# Rocket Mozzafiato + Mignon XL



## 28362 (Dec 17, 2020)

Third setup in three months. Bought a Sage Barista Pro in mid-December and thought it was great, after my Bialetti. A month later it faiiled and was returned to the manufacturer.

Went for a higher end machine that cost slightly over twice the price of the Barista Pro. Then bought the Mignon XL. Coffee heaven.

Then the second machine failed after a month. The dealer kindly refunded me fully, no quibble.

Today saw my third setup. The excellent Mignon XL, bought from Bella Barista. Now partnered with the Rocket Mozzafiato R, which was recommended by David at Bella Barista. To be fair to David he didn't upsell me to it, he recommended the ECM Mechanika Slim. But I had to have the Rocket.

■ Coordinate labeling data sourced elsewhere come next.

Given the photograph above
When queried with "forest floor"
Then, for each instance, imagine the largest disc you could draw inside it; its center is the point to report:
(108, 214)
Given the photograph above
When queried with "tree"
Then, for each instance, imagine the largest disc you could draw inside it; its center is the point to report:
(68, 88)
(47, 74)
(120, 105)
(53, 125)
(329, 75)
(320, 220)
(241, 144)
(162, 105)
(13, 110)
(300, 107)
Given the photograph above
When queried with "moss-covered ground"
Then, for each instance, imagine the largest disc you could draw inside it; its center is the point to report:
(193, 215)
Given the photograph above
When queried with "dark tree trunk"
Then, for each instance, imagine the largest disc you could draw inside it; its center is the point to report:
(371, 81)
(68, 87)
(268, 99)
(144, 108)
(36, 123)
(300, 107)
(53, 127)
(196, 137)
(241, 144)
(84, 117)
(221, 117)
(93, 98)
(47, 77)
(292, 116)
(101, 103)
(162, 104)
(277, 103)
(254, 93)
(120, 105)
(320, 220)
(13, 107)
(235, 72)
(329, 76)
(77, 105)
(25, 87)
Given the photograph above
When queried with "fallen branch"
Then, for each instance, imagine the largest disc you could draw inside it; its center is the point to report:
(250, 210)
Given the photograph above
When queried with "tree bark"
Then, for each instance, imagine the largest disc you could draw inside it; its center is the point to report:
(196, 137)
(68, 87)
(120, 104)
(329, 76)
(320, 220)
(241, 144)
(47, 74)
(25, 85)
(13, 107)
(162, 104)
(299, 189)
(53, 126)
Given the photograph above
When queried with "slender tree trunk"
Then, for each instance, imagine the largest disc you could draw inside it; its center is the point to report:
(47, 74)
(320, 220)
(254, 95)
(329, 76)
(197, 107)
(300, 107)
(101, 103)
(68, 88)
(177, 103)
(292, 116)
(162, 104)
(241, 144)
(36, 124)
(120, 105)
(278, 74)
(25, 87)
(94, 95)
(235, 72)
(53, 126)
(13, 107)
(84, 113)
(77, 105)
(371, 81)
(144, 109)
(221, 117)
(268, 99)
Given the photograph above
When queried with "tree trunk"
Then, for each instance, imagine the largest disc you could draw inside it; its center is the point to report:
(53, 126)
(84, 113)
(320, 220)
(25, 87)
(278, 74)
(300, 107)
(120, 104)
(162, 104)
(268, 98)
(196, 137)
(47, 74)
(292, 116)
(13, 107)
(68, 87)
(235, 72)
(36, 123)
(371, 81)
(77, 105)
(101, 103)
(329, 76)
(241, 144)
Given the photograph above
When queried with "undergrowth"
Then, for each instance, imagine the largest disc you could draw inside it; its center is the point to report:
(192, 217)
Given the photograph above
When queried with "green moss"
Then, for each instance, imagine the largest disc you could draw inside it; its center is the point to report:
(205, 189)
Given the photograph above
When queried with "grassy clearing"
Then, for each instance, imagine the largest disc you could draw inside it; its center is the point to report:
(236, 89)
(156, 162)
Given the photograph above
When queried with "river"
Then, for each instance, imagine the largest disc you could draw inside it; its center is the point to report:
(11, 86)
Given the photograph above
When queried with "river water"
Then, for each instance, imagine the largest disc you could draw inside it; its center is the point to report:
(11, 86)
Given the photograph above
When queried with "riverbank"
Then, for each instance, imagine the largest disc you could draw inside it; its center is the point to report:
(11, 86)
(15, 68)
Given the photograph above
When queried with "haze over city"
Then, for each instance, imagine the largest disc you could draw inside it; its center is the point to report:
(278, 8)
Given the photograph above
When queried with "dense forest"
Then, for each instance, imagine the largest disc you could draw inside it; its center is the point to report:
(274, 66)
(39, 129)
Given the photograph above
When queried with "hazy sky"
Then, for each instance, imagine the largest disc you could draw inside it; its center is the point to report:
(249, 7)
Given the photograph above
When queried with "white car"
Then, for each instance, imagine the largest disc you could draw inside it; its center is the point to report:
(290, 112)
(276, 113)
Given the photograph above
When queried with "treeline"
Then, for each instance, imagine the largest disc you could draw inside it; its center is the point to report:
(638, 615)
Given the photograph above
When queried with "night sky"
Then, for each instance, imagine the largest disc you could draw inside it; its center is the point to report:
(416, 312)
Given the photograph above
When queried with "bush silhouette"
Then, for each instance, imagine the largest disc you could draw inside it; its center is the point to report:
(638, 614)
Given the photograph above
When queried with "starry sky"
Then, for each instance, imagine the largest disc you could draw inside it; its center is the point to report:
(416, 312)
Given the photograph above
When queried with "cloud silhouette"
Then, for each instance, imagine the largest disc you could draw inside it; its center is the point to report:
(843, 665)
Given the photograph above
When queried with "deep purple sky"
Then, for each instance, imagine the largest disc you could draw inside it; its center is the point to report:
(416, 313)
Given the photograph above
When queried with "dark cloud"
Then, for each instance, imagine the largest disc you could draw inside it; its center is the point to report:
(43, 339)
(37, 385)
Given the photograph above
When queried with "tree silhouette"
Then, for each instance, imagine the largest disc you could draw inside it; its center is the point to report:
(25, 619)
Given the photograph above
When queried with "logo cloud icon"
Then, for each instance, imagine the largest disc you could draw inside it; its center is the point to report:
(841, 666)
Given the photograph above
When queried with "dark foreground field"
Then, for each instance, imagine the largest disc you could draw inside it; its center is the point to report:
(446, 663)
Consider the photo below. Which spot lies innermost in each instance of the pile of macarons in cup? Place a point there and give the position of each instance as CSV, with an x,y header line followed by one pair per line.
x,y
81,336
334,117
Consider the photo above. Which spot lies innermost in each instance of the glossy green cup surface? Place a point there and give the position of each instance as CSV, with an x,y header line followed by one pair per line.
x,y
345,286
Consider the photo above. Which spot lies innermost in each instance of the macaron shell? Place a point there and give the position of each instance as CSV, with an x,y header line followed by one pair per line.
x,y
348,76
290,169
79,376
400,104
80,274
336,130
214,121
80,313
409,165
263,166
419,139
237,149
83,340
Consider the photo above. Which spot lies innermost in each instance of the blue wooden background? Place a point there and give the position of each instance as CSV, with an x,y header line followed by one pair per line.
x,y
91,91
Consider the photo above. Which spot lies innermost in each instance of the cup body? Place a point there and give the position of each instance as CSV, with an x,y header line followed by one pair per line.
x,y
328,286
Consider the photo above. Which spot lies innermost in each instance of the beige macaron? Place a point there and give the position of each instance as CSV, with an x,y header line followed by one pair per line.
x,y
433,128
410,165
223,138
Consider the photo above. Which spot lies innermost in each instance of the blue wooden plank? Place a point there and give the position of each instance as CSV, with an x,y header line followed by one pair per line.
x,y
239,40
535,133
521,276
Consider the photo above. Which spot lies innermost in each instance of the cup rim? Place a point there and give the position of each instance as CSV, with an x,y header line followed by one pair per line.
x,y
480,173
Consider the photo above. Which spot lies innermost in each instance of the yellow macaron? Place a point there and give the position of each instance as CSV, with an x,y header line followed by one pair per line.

Took me four shots to get it set up. Then during the rest of the day I have necked an unreasonable amount of double shots, plus a capp to check the steamer. Sublime coffee. Love the look of the machine, really like the build quality.

Service from Bella Barista was excellent, all the way from the advice on Friday, selecting the machine on Monday and it arriving and being setup by BB early this morning.


----------



## daveandmairi (Jul 22, 2020)

They seem to have set it up wrong. The 'right' knob is on the left 😁

Lovely looking machine. Enjoy!


----------



## vct (Apr 13, 2020)

It's a beaut! Definitely up there for dream machine for me. Have you plumbed it in yet?


----------